Re: NFS write congestion size

"NeilBrown" <neilb@xxxxxxx> · Thu, 30 May 2024 07:47:49 +1000

On Thu, 30 May 2024, Trond Myklebust wrote:
> On Wed, 2024-05-29 at 18:11 +0200, Jan Kara wrote:
> > Hello,
> > 
> > so I was investigating why random writes to a large file over NFS got
> > noticeably slower. The workload we use to test this is this fio
> > command:
> > 
> > fio --direct=0 --ioengine=sync --thread --directory=/mnt --
> > invalidate=1 \
> >     --group_reporting=1 --runtime=300 --fallocate=posix --
> > ramp_time=10 \
> >     --name=RandomWrites-async-257024-4k-4 --new_group --rw=randwrite
> > \
> >     --size=32000m --numjobs=4 --bs=4k --fsync_on_close=1 --
> > end_fsync=1 \
> >     --filename_format='FioWorkloads.$jobnum'
> > 
> > Eventually I've tracked down the regression to be caused by
> > 6df25e58532b
> > ("nfs: remove reliance on bdi congestion") which changed the
> > congestion
> > mechanism from a generic bdi congestion handling to NFS private one.
> > Before
> > this commit the fio achieved throughput of 180 MB/s, after this
> > commit only
> > 120 MB/s. Now part of the regression was actually caused by
> > inefficient
> > fsync(2) and the fact that more dirty data was cached at the time of
> > the
> > last fsync after commit 6df25e58532b. After fixing fsync [1], the
> > throughput got to 150 MB/s so better but still not quite the
> > throughput
> > before 6df25e58532b.
> > 
> > The reason for remaining regression is that bdi congestion handling
> > was
> > broken and the client had happily ~8GB of outstanding IO against the
> > server
> > despite the congestion limit was 256 MB. The new congestion handling
> > actually works but as a result the server does not have enough dirty
> > data
> > to efficiently operate on and the server disk often gets idle before
> > the
> > client can send more.
> > 
> > I wanted to discuss possible solutions here.
> > 
> > Generally 256MB is not enough even for consumer grade contemporary
> > disks to
> > max out throughput.
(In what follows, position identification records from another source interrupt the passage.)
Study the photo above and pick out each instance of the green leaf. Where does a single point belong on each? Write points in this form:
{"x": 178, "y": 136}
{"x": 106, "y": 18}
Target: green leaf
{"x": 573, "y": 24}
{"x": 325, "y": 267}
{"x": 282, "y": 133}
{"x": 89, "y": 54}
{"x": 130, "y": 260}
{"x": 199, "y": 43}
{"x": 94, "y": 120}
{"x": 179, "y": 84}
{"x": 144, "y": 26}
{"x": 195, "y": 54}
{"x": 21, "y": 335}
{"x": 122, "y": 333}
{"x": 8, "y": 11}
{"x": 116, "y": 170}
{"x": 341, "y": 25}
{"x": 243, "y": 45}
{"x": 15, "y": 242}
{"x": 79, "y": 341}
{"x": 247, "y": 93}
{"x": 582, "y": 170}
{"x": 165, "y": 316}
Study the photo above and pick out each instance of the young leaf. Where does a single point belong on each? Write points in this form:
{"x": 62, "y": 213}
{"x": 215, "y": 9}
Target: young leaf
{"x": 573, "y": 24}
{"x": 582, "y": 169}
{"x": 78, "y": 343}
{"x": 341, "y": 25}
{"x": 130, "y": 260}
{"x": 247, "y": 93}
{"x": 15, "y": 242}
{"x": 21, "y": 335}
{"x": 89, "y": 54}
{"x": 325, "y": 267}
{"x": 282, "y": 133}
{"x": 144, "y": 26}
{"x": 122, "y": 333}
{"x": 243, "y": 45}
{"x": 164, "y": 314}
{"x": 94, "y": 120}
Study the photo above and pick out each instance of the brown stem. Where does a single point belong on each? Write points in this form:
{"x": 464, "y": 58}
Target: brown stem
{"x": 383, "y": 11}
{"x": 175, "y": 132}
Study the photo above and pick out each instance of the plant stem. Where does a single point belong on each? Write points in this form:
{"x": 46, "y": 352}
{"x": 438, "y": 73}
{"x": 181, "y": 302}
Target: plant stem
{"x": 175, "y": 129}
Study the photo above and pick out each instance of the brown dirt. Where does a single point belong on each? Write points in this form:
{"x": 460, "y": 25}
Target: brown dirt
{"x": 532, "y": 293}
There is tunable
> > /proc/sys/fs/nfs/nfs_congestion_kb.
> > If I tweak it to say 1GB, that is enough to give the server enough
> > data to
> > saturate the disk (most of the time) and fio reaches 180MB/s as
> > before
> > commit 6df25e58532b. So one solution to the problem would be to
> > change the
> > default of nfs_congestion_kb to 1GB.
> > 
> > Generally the problem with this tuning is that faster disks may need
> > even
> > larger nfs_congestion_kb, the NFS client has no way of knowing what
> > the
> > right value of nfs_congestion_kb is. I personally find the concept of
> > client throttling writes to the server flawed. The *server* should
> > push
> > back (or throttle) if the client is too aggressively pushing out the
> > data
> > and then the client can react to this backpressure. Because only the
> > server
> > knows how much it can handle (also given the load from other
> > clients). And
> > I believe this is actually what is happening in practice (e.g. when I
> > tune
> > nfs_congestion_kb to really high number). So I think even better
> > solution
> > may be to just remove the write congestion handling from the client
> > completely. The history before commit 6df25e58532b, when congestion
> > was
> > effectively ignored, shows that this is unlikely to cause any
> > practical
> > problems. What do people think?
> 
> I think we do still need a mechanism to prevent the client from pushing
> more writebacks into the RPC layer when the server throttling is
> causing RPC transmission queues to build up. Otherwise we end up
> increasing the latency when the application is trying to do more I/O to
> pages that are queued up for writeback in the RPC layer (since the
> latter will be write locked).

If latency is the issue, could be make the throttling time-based?
So we throttle if the oldest queued request is more than X seconds old?
How easy is it to find the oldest queued request?

NeilBrown